A couple of weeks ago, I went out and unplugged the garage door opener for a couple of minutes, hit a green button on the back of the opener (not even sure what it is), plugged the garage door opener back in, and went and turned the breaker back on and it worked fine for over a week, and now just a couple days ago its still tripping non stop.

I cant think of anything that is triggering this, and have been keeping an eye on everything to try and figure it out, but all I can think is that the garage door motor is bad, or the breaker needs replaced.

Thanks for your help, this is so damn frustrating.
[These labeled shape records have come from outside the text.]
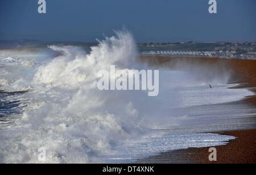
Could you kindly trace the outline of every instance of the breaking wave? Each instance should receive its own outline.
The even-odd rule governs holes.
[[[171,105],[205,103],[201,98],[191,102],[193,98],[185,90],[176,93],[177,86],[186,85],[184,82],[197,87],[194,91],[197,94],[207,85],[176,72],[163,72],[160,78],[168,81],[161,86],[162,94],[155,98],[150,99],[143,91],[99,91],[100,70],[108,70],[110,65],[118,69],[144,66],[136,64],[137,46],[129,32],[117,32],[115,36],[99,41],[89,53],[78,46],[48,47],[61,54],[47,61],[26,56],[23,60],[6,57],[0,61],[5,66],[0,72],[4,88],[27,91],[15,97],[23,106],[15,124],[0,130],[1,163],[40,163],[38,149],[42,147],[47,151],[46,163],[100,163],[99,156],[114,155],[115,148],[141,139],[152,128],[177,124],[177,119],[170,116]],[[179,84],[177,80],[183,81]],[[175,86],[172,86],[172,82]],[[226,89],[218,88],[220,91]],[[209,94],[207,90],[205,95]],[[206,103],[244,97],[235,89],[230,91],[232,99],[213,97]]]

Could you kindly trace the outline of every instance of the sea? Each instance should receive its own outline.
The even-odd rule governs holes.
[[[2,41],[0,163],[135,163],[163,152],[225,145],[236,138],[213,133],[255,128],[256,108],[241,102],[254,93],[235,88],[239,84],[230,84],[228,71],[204,78],[198,71],[159,68],[154,97],[97,89],[97,73],[112,65],[149,69],[137,61],[142,54],[223,53],[204,51],[203,44],[138,44],[126,31],[97,43]],[[178,49],[184,45],[185,51]],[[225,54],[232,58],[232,52]]]

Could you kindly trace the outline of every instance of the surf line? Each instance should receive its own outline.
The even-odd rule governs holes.
[[[100,90],[147,90],[148,97],[157,96],[159,92],[159,70],[116,70],[111,65],[110,71],[100,70],[97,77]]]

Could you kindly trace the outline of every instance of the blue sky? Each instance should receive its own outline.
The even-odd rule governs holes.
[[[94,41],[125,26],[138,42],[256,41],[256,1],[0,1],[0,39]]]

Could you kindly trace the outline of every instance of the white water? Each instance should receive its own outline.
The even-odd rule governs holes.
[[[1,55],[3,88],[30,91],[18,97],[27,106],[16,117],[15,124],[0,130],[0,162],[39,163],[41,147],[47,151],[45,163],[88,163],[224,144],[234,138],[152,130],[182,128],[191,121],[199,123],[196,118],[189,118],[191,113],[185,107],[236,101],[253,94],[229,89],[236,85],[226,85],[227,75],[205,82],[199,80],[196,73],[168,70],[160,70],[159,95],[155,98],[146,91],[99,91],[97,74],[101,69],[108,70],[110,65],[145,68],[136,63],[136,45],[126,32],[106,38],[90,53],[80,47],[49,48],[63,55],[52,58],[42,51],[33,56],[29,51],[19,56],[18,51]],[[46,54],[47,59],[43,59]],[[213,89],[209,83],[213,84]]]

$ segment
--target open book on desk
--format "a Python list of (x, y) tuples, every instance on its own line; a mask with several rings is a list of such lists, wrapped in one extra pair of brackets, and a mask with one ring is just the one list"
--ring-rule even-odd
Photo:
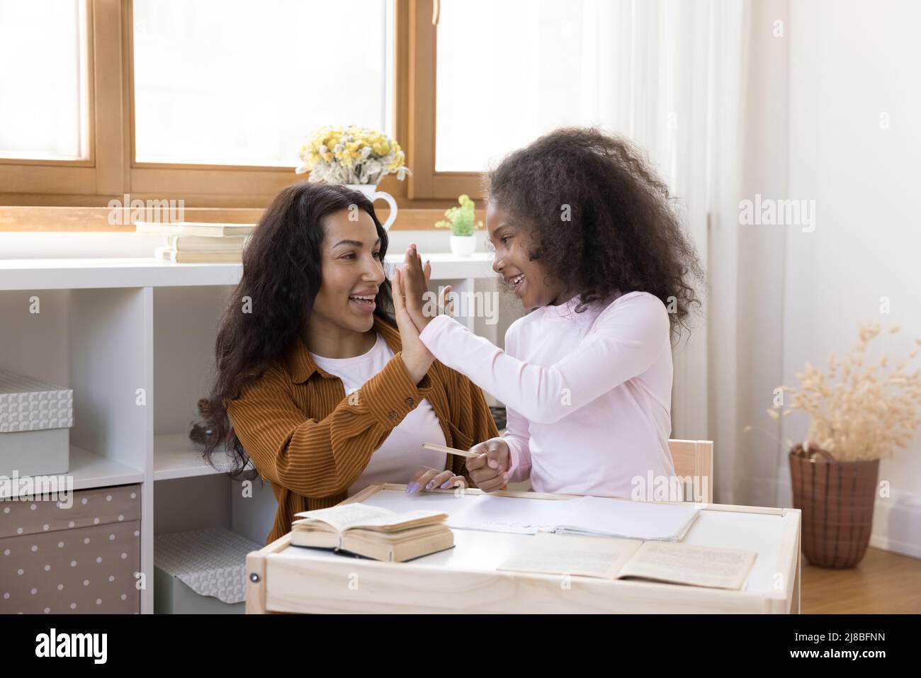
[(449, 527), (535, 534), (554, 532), (625, 539), (680, 541), (700, 515), (694, 505), (655, 504), (603, 497), (525, 499), (481, 495), (458, 502)]
[(739, 590), (757, 555), (754, 551), (690, 544), (538, 532), (498, 569)]
[(414, 510), (395, 513), (366, 504), (340, 504), (300, 511), (291, 523), (291, 544), (331, 548), (375, 560), (402, 562), (454, 545), (447, 513)]

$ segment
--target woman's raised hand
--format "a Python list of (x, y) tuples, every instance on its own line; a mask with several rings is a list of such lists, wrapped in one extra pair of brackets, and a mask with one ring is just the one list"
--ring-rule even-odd
[(422, 256), (413, 244), (406, 251), (402, 271), (401, 280), (406, 295), (406, 310), (413, 322), (419, 328), (419, 332), (422, 332), (437, 313), (432, 309), (428, 310), (427, 314), (426, 313), (426, 293), (428, 290), (428, 278), (432, 274), (432, 266), (427, 262), (423, 265)]
[(402, 271), (397, 269), (393, 274), (393, 311), (400, 329), (400, 342), (402, 345), (402, 361), (413, 383), (419, 383), (428, 368), (432, 367), (435, 357), (426, 348), (419, 339), (419, 329), (406, 310), (405, 295), (403, 293)]

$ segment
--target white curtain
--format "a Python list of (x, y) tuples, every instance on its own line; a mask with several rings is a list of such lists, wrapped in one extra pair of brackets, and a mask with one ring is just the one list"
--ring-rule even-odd
[(752, 25), (748, 0), (596, 0), (584, 7), (583, 116), (647, 152), (679, 198), (707, 275), (690, 338), (674, 350), (672, 438), (714, 440), (717, 502), (773, 503), (752, 492), (758, 451), (743, 428), (759, 407), (740, 405), (750, 382), (738, 345), (739, 289), (749, 284), (739, 269), (745, 83), (752, 31), (765, 26)]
breaker by rhanson85, on Flickr

The bottom switch on that breaker is for the oil heater, the top one is the one that keeps tripping. The oil one hasnt tripped.


----------



## ddawg16 (Aug 15, 2011)

It could be as simple as a bad breaker.

Easy way to figure out....swap the wires with a similar sized breaker. If the problem follows the wire....you have some troublshooting to do.....if the same breaker keeps triping....replace it.


----------



## curiousB (Jan 16, 2012)

If it is garage door opener related (a big if) it could be spring are out of adjustment on the door. The opener is designed to open a well balanced door (springs balance the weight of the door). Openers will strain if the springs have stretched and are no longer doing their job. Motor current will rise and that could trip a breaker. If you can't easily open the door by hand (with opener disengaged) then the springs need maintenance. Those springs are dangerous so I recommend a door guy and not DIY.


----------



## k_buz (Mar 22, 2012)

It could be that the underground is going bad. When it trips, has there recently been rain? That would explain why the breakers in the garage aren't tripping...(I'm not sure how you have a panel in the garage when the breaker feeding it is 20A 120V)


----------



## biggles (Jan 1, 2008)

shut the garage breakers off then turn the house on on..trip? if it does it is the run out to that garage breaker panel from the tripped house one.if it doesn't trip...turn each garage breaker on one at a time.... see if that trips it...if still no trip plug the loads in "one at a time"that normally are on it there..


----------



## jbfan (Jul 1, 2004)

Bad wire from house to garage!


----------